Cricket graveyard

In recent days in Trinidad, a truly phenomenal event took place in the form of a regional 4-day cricket tournament. It was probably not widely seen because it was not a weekend, but day after day, for four consecutive days, a Guyana-Trinidad match took place in the immaculate Queen’s Park Oval with its newly grassed outfield.  Ordinary scenario, so far, but here’s the phenomenal part: apart from the players and the ground staff and the umpires there were only six people, that’s right, six, in the stadium…and they were the TV announcers – Ian Bishop, Curtly Ambrose, Barry Wilkinson, etc.  In other words, nobody, as in none, for three days in a row, came to the match. Shocking is the only word to describe the television pictures of the four vacant Queen’s Park stands, looming over the field like dead sentinels, day after day.

That vista on television tells us more than any national survey or consultant’s report of the state of cricket in the region.  It is a picture that would stun one in any ground, but to see a game in Trinidad, of all places, with the Red Force playing, and even the Trinidadians are staying home? Bizarre was the operative word. It is interesting that in the several hours I watched this phenomenon, not one of the TV announcers even mentioned the empty stands.  Ironically, their very silence in those circumstances only served to reinforce how absurd this whole situation was.

To put it another way: we have an international sports event, taking place in a prestigious location, with all the paraphernalia associated with such a thing clearly in place – umpires, ground staff, security people, television personnel and broadcasters – but there is no one watching the game.  One reads of events in the future that will be held in elaborate settings, festooned with the latest electronic gear including state-of-the-art television equipment, but no space is given over for spectators because there aren’t any; the game is being played for the cavernous television audiences around the globe, but the match itself is in a private cocoon deliberately arranged to be without spectators to accommodate all the electronic demands.  Have we already reached that science fiction world in cricket, where people in attendance are not needed; where the game is a private spectacle and we will perhaps follow the results tomorrow, or later tonight, on the tube?

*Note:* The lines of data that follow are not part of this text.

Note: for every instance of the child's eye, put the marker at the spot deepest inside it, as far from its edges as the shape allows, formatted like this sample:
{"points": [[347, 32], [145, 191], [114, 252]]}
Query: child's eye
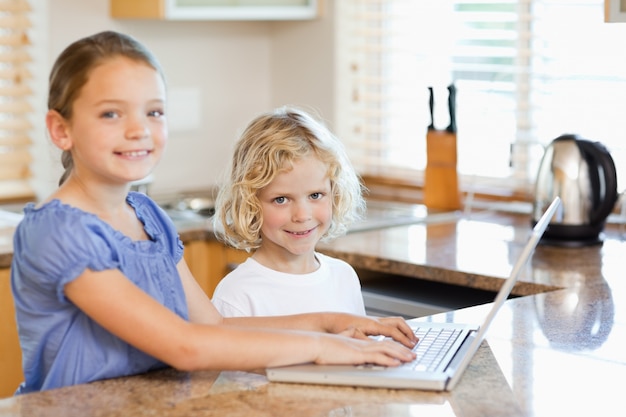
{"points": [[109, 114], [280, 200], [156, 113]]}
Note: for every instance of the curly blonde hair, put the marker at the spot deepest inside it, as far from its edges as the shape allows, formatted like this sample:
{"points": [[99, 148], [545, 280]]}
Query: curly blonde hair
{"points": [[269, 145]]}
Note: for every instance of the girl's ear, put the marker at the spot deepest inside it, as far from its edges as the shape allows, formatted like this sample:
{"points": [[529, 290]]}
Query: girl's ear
{"points": [[58, 130]]}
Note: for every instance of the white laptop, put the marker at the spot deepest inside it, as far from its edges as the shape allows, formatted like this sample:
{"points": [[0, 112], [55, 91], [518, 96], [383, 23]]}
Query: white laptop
{"points": [[461, 341]]}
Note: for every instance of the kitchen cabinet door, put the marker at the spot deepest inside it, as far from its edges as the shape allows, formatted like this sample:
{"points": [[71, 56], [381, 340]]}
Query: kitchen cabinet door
{"points": [[215, 9], [10, 353]]}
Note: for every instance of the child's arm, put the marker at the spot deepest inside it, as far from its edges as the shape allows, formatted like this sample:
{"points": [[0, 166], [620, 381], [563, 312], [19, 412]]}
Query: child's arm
{"points": [[118, 305]]}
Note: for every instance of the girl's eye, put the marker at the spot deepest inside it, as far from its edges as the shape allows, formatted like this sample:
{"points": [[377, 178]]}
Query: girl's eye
{"points": [[156, 113], [109, 114]]}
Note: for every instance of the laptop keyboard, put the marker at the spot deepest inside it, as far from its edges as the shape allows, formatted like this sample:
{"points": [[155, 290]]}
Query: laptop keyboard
{"points": [[432, 347]]}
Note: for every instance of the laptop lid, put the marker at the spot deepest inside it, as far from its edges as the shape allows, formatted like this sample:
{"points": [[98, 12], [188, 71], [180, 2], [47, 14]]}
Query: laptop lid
{"points": [[505, 291]]}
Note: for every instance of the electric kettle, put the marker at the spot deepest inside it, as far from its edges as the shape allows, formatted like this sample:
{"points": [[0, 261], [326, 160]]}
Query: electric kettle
{"points": [[582, 173]]}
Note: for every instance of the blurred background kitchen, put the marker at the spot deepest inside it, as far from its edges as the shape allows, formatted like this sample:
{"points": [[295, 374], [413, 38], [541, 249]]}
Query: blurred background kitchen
{"points": [[526, 71]]}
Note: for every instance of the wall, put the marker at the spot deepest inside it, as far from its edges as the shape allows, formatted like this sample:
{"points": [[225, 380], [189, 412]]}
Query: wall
{"points": [[234, 69]]}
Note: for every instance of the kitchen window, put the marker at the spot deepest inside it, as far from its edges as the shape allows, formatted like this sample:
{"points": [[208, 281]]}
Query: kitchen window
{"points": [[15, 109], [526, 71]]}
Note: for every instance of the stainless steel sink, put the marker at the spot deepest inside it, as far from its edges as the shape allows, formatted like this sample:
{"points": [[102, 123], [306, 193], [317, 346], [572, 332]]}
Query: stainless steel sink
{"points": [[381, 214]]}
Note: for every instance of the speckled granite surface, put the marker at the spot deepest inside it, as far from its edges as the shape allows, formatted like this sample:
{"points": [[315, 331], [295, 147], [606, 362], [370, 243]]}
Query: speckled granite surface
{"points": [[551, 353]]}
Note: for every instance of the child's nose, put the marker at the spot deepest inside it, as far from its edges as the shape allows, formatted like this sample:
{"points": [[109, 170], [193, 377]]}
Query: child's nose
{"points": [[137, 128], [301, 212]]}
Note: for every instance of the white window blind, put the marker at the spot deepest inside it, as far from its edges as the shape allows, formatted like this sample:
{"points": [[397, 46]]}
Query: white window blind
{"points": [[15, 91], [526, 71]]}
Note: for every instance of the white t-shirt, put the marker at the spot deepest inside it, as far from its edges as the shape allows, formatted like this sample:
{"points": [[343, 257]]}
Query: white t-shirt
{"points": [[255, 290]]}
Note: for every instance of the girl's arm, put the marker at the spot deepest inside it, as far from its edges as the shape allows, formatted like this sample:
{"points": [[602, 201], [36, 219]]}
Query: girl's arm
{"points": [[122, 308], [201, 310]]}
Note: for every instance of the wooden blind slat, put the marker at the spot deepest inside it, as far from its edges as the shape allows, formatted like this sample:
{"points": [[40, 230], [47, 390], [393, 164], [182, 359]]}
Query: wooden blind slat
{"points": [[15, 93]]}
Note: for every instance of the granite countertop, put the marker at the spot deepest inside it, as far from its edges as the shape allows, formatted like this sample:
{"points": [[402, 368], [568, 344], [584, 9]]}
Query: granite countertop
{"points": [[555, 350]]}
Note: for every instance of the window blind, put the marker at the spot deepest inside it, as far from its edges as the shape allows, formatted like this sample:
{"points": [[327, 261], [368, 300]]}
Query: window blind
{"points": [[15, 109], [526, 71]]}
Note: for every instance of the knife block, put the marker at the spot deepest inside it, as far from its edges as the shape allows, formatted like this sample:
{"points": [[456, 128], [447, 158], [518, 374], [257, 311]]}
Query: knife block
{"points": [[441, 187]]}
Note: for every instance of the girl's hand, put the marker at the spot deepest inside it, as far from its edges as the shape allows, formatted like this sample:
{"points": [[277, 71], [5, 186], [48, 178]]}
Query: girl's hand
{"points": [[362, 327], [337, 350]]}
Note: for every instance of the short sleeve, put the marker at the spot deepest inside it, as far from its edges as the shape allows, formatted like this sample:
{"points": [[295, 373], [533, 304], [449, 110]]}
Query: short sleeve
{"points": [[157, 222], [55, 245]]}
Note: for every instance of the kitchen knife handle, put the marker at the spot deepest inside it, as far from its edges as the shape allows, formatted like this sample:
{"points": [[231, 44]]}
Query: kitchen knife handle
{"points": [[452, 108], [431, 105]]}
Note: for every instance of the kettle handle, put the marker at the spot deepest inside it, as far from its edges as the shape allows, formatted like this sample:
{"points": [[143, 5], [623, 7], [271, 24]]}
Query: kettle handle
{"points": [[596, 154]]}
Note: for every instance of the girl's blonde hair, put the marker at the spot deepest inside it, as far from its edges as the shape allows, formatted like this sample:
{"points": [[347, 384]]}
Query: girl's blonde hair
{"points": [[269, 145]]}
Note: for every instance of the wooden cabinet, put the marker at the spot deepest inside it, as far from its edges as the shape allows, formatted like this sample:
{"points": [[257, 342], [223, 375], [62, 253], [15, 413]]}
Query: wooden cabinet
{"points": [[209, 261], [215, 9], [10, 353]]}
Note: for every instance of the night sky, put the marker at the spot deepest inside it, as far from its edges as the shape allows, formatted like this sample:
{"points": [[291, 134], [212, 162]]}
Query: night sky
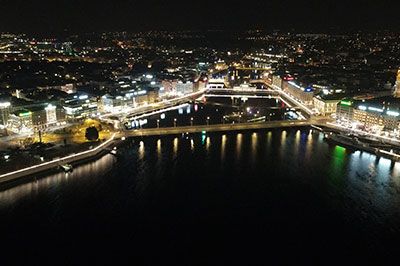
{"points": [[47, 16]]}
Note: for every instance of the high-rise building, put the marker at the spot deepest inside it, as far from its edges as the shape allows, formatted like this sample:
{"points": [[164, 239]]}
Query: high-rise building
{"points": [[396, 92]]}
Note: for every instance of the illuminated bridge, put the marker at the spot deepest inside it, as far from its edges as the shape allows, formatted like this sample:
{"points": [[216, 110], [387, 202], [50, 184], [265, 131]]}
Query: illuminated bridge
{"points": [[215, 128]]}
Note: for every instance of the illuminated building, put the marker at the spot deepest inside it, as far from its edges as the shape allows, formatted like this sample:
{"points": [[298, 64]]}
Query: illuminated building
{"points": [[396, 92], [80, 106], [51, 114], [304, 95], [20, 122], [377, 114], [325, 105]]}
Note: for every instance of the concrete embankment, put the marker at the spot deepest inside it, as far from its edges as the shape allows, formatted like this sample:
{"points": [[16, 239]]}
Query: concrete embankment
{"points": [[18, 175], [73, 158]]}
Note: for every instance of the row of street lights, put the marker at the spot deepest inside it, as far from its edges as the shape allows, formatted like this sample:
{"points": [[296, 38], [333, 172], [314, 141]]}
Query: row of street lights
{"points": [[191, 121]]}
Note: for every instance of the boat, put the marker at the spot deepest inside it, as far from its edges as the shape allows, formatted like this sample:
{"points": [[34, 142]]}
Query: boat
{"points": [[66, 167]]}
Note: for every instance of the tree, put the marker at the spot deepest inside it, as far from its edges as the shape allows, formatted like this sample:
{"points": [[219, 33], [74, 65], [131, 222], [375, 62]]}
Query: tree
{"points": [[92, 133]]}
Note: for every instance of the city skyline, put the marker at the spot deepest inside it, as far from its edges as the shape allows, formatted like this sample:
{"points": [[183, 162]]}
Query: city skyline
{"points": [[55, 17]]}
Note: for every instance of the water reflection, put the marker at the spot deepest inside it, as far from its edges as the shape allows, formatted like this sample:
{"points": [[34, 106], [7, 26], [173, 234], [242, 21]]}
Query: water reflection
{"points": [[175, 147], [254, 138], [239, 138], [80, 173], [159, 149], [223, 144], [141, 150]]}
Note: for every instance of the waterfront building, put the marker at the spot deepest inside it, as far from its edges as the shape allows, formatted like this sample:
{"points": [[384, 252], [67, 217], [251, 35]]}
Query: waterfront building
{"points": [[326, 104], [80, 106], [4, 113], [396, 92], [376, 114], [20, 122]]}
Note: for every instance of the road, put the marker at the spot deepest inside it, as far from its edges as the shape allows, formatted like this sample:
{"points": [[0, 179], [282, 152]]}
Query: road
{"points": [[214, 128]]}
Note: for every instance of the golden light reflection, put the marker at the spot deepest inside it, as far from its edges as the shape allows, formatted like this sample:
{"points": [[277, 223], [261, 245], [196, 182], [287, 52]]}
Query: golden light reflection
{"points": [[175, 147], [223, 145], [239, 139], [254, 138], [208, 142], [141, 150], [159, 148]]}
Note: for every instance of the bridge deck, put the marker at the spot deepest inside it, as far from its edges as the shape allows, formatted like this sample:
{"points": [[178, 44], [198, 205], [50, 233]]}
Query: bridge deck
{"points": [[214, 128]]}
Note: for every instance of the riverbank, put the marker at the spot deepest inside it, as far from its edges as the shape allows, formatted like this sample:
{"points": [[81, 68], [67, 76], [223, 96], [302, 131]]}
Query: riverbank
{"points": [[53, 164]]}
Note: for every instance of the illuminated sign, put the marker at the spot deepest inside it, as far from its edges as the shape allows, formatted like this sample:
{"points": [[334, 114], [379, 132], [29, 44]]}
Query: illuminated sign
{"points": [[392, 113], [375, 109]]}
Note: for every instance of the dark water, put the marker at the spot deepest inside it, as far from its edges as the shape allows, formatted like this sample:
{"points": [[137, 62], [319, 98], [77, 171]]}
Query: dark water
{"points": [[227, 198]]}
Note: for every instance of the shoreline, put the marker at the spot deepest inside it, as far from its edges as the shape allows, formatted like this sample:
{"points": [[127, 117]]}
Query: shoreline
{"points": [[28, 172]]}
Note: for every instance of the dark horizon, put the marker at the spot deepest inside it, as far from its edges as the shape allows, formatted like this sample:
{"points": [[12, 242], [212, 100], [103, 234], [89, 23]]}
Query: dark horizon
{"points": [[55, 17]]}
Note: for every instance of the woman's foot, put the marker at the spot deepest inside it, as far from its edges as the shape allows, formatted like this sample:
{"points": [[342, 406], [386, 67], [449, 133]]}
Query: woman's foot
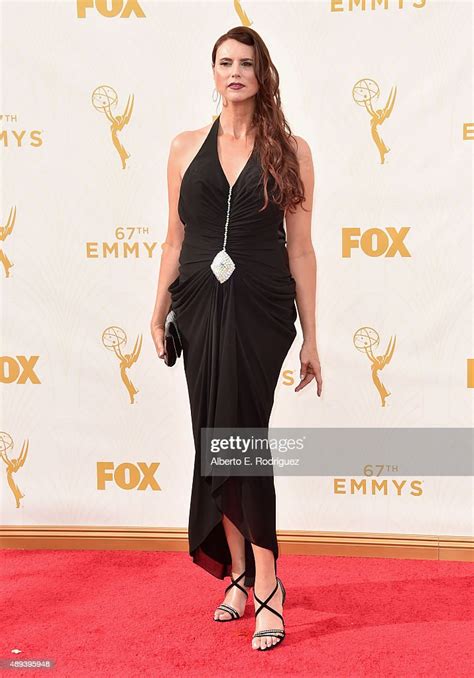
{"points": [[235, 598], [265, 618]]}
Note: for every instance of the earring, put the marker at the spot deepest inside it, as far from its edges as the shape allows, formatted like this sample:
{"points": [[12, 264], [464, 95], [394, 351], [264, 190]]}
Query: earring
{"points": [[216, 96]]}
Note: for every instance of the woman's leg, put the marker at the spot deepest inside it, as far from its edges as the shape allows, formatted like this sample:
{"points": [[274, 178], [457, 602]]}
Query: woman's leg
{"points": [[234, 596], [265, 582]]}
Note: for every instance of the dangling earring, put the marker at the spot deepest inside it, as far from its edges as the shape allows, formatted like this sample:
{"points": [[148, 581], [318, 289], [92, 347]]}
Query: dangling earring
{"points": [[216, 96]]}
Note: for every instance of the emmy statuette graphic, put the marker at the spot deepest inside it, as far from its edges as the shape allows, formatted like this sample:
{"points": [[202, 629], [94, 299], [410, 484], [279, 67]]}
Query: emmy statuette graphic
{"points": [[366, 339], [113, 338], [12, 465], [103, 99], [363, 93]]}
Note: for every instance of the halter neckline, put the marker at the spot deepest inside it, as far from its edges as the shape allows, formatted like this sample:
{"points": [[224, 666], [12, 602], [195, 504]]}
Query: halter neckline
{"points": [[242, 171]]}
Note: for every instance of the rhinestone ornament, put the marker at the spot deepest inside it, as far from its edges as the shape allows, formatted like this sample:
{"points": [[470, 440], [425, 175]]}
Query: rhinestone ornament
{"points": [[222, 265]]}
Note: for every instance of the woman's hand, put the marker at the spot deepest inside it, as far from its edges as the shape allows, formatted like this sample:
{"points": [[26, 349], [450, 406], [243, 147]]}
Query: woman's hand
{"points": [[158, 335], [310, 367]]}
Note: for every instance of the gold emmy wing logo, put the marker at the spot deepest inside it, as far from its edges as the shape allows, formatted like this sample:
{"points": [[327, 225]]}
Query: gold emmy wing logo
{"points": [[12, 465], [103, 99], [5, 231], [363, 93], [113, 338], [110, 8], [366, 339], [242, 14]]}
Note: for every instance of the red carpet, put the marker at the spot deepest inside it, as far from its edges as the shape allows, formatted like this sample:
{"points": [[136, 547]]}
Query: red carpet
{"points": [[124, 613]]}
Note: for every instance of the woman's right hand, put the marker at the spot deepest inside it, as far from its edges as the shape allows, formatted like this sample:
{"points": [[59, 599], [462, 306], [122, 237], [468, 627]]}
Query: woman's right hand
{"points": [[158, 335]]}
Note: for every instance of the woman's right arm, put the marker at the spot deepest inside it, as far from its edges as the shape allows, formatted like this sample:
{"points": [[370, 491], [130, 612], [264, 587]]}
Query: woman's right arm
{"points": [[171, 248]]}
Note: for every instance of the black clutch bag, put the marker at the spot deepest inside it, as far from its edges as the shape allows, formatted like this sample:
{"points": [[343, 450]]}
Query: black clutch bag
{"points": [[172, 338]]}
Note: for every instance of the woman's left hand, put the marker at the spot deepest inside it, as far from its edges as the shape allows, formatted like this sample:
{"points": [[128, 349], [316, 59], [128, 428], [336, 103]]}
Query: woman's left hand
{"points": [[310, 367]]}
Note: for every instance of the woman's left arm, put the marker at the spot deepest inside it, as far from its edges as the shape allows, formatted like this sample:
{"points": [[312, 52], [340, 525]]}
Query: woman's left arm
{"points": [[303, 266]]}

My friend Reds Perreria (actually, family to me as the grandson of my father, Joseph Martins, from my father’s first family) tells me there are other factors in the absence: that the current Trini coach Gus Logie is under pressure from the public due to lack of success in this format, and that there is a court case involving two cricketers who are suing the Trinidad cricket establishment; and that the current Red Force team is not performing well – some of their major stars are away playing T20 – and the local fans are turned off, etc.  Local fans being upset with their cricket administration is not new – I recall Barbados calling for a boycott of the WI team – but the kind of shut down that took place last week at Queen’s Park is phenomenal.  It’s not like there were a few hundred diehards in a corner of one stand; in the entire ground, there was not a single spectator.  Consequently, there were no vendors selling food or drink, or flags to wave, or hats to shelter from the sun; there was nobody to buy such things.  There was no panman or DJ spinning tunes; whom would they be playing for?  Probably for the first time in its history with an event going on, apart from the ‘kax’ of bat meeting ball, there was total silence in the Oval; even the birds seemed to have deserted the place.  The towering stands stood completely empty, seeming to be structures that had survived in a recent wartime raid; the only thing missing was a trumpeter playing ‘Taps’.  There was not even a WICB flag waving in the wind.

What is wrong with the people who administer cricket?  Clearly they, too, were not at the game, at least not where they could be seen, but don’t they have television sets?  Shouldn’t there be a stampede of such people to finally accept the reality of what our cricket is today? The television boys didn’t mention the empty stands, and it struck me afterward that a fitting addition to the scene could have been the thunderous Queen’s Park public address playing my 2008 song about the West Indies Cricket Board, ‘Take a Rest’.   Could it be that the cricket administration had finally heard the appeal in the song and had indeed stayed home? If it hadn’t occurred to them before, five minutes of watching those empty stands in Trinidad would have made it abundantly clear.

If you haven’t seen the TV broadcast, believe me; it was eerie to watch.  A major international game, and no spectators? Unbelievable, yes, but actually true.  Just when you think you’ve seen it all from West Indies cricket, it turns out you haven’t. Reporting on the game, won by Guyana, Sean Devers said in the press: “Shemron Hetymer smashed Marlon Richards for four as he set the Oval on fire with a pugnacious unbeaten 44 yesterday.”  Sean was simply employing poetic licence with his “on fire” description.  In fact, the Oval was a morgue.  There were no people celebrating in the stands. No flags waved, no horns blew, no music played, there were no persons jumping up or celebrating.  Indeed, it was like watching a funeral; perhaps, for Caribbean cricket, that was the message.